Los tiempos de 'la casta'
El maniqueísmo también vive buenos momentos en el conjunto de España. Pedro Sánchez le ha proporcionado al populismo cotas de influencia inéditas. Hoy es inevitable sonreír al recordar el concepto que tan bien le funcionó a Pablo Iglesias y sus acólitos en sus inicios: “la casta”. Una supuesta élite corrupta que manejaba el país a su antojo, opuesta a los intereses del “pueblo”… ¡y de la que formaban parte los socialistas! Pues bien, ahora que los podemitas están en el Gobierno y disfrutan de privilegios al alcance de muy pocos (ahora que ya son “casta”) se han tenido que redefinir categorías. El enemigo del pueblo ahora es “la ultraderecha”. El PSOE está entregado a ese nuevo discurso, convencido de que el temor a VOX moviliza a su electorado y les garantiza el apoyo de los separatistas, y de que la división de la derecha les asegura la victoria. “Divide et impera” parece ser la nueva divisa sanchista, aunque lo que se esté dividiendo no sea sólo la oposición, sino toda la sociedad española.
La irrupción de la crisis del Coronavirus ha dado lugar a una nueva dicotomía de brocha gorda que se superpone a la anterior, entre los que apoyan al Gobierno y los “desleales”. Todo aquel que se atreve a hacer la más mínima crítica a la gestión del Gobierno es etiquetado como “desleal”, enemigo de la “unidad”, un malvado sin corazón que sólo quiere sacar provecho de la catástrofe. El buen pueblo no hace preguntas inoportunas, no difunde “bulos”, sólo aplaude.

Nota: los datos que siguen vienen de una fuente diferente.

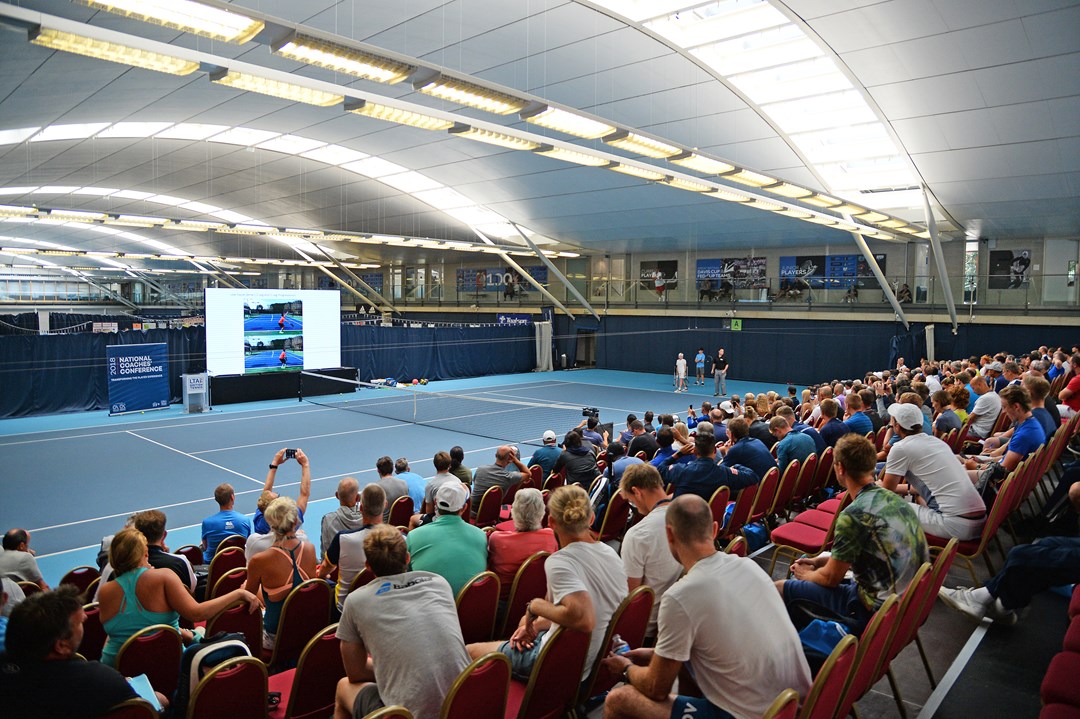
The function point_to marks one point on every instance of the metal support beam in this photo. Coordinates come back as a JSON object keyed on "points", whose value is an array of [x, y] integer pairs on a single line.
{"points": [[552, 268], [379, 299], [939, 258], [528, 277], [886, 287]]}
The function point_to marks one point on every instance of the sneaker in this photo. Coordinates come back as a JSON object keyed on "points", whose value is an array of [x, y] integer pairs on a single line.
{"points": [[961, 600]]}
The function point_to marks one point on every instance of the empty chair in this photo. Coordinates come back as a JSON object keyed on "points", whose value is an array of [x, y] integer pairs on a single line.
{"points": [[235, 689], [308, 690], [153, 651], [480, 691], [477, 606]]}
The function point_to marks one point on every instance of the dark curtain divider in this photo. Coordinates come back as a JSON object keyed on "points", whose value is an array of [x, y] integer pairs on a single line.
{"points": [[43, 375]]}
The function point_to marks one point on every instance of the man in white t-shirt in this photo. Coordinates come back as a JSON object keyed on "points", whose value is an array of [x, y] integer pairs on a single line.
{"points": [[948, 505], [680, 374], [739, 665], [645, 553], [346, 551], [401, 632], [986, 409]]}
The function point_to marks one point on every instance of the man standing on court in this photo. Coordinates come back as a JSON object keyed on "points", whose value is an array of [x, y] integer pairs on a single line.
{"points": [[680, 374], [719, 374], [227, 521], [739, 665]]}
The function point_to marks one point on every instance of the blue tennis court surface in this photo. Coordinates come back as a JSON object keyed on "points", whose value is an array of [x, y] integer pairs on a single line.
{"points": [[73, 478]]}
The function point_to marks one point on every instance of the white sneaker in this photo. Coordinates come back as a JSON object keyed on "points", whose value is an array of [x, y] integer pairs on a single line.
{"points": [[961, 600]]}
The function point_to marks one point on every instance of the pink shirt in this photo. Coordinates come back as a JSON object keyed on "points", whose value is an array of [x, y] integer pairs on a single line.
{"points": [[508, 551]]}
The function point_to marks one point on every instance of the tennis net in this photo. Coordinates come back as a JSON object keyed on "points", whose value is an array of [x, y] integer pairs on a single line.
{"points": [[513, 421]]}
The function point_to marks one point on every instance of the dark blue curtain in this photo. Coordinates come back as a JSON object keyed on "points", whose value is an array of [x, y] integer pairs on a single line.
{"points": [[42, 375]]}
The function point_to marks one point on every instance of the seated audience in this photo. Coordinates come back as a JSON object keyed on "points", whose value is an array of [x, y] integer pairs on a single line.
{"points": [[394, 627], [646, 557], [274, 572], [500, 475], [40, 673], [346, 551], [17, 561], [449, 546], [226, 523], [140, 596], [739, 665], [877, 537], [507, 551], [585, 584]]}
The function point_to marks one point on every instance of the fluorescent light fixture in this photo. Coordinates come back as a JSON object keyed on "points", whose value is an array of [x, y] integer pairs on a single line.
{"points": [[571, 155], [642, 145], [55, 189], [374, 167], [751, 178], [191, 131], [98, 191], [134, 129], [69, 132], [112, 52], [410, 181], [286, 91], [788, 190], [499, 139], [243, 136], [291, 144], [401, 117], [637, 172], [443, 199], [701, 163], [16, 136], [16, 211], [689, 185], [334, 154], [132, 194], [340, 58], [194, 226], [186, 16], [200, 207], [571, 123], [471, 94], [822, 201], [75, 216]]}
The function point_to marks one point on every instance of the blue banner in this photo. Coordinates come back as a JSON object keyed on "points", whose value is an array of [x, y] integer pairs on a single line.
{"points": [[509, 320], [138, 377]]}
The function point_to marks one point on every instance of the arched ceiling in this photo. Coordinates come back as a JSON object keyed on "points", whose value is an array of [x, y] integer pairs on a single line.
{"points": [[983, 96]]}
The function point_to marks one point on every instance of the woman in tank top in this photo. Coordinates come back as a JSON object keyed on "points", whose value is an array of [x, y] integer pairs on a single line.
{"points": [[140, 596], [274, 572]]}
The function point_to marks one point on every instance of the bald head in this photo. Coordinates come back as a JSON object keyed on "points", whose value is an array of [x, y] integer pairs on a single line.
{"points": [[348, 489]]}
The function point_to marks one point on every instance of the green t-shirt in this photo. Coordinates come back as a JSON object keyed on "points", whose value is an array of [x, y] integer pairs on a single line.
{"points": [[880, 537]]}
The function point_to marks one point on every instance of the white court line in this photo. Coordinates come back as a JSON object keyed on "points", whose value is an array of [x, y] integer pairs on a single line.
{"points": [[204, 499], [199, 459], [959, 664]]}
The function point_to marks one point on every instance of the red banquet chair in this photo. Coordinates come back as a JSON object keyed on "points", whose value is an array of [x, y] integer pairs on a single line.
{"points": [[477, 606], [307, 692]]}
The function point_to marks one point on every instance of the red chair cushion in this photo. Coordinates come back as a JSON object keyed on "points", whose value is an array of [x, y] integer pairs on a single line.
{"points": [[817, 518], [1072, 636], [281, 682], [799, 536], [1060, 711], [1060, 686]]}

Los constitucionalistas catalanes contemplamos con horror cómo la división y el enfrentamiento que domina Cataluña desde hace años se está extendiendo ahora a toda España. Las graves circunstancias que atraviesa nuestro país no han modificado la posición ni los aliados de Pedro Sánchez, cuyas invitaciones al diálogo y al pacto son a todas luces una estratagema sin contenido real. El líder socialista cree que puede cabalgar al tigre populista, como lo creyó Artur Mas.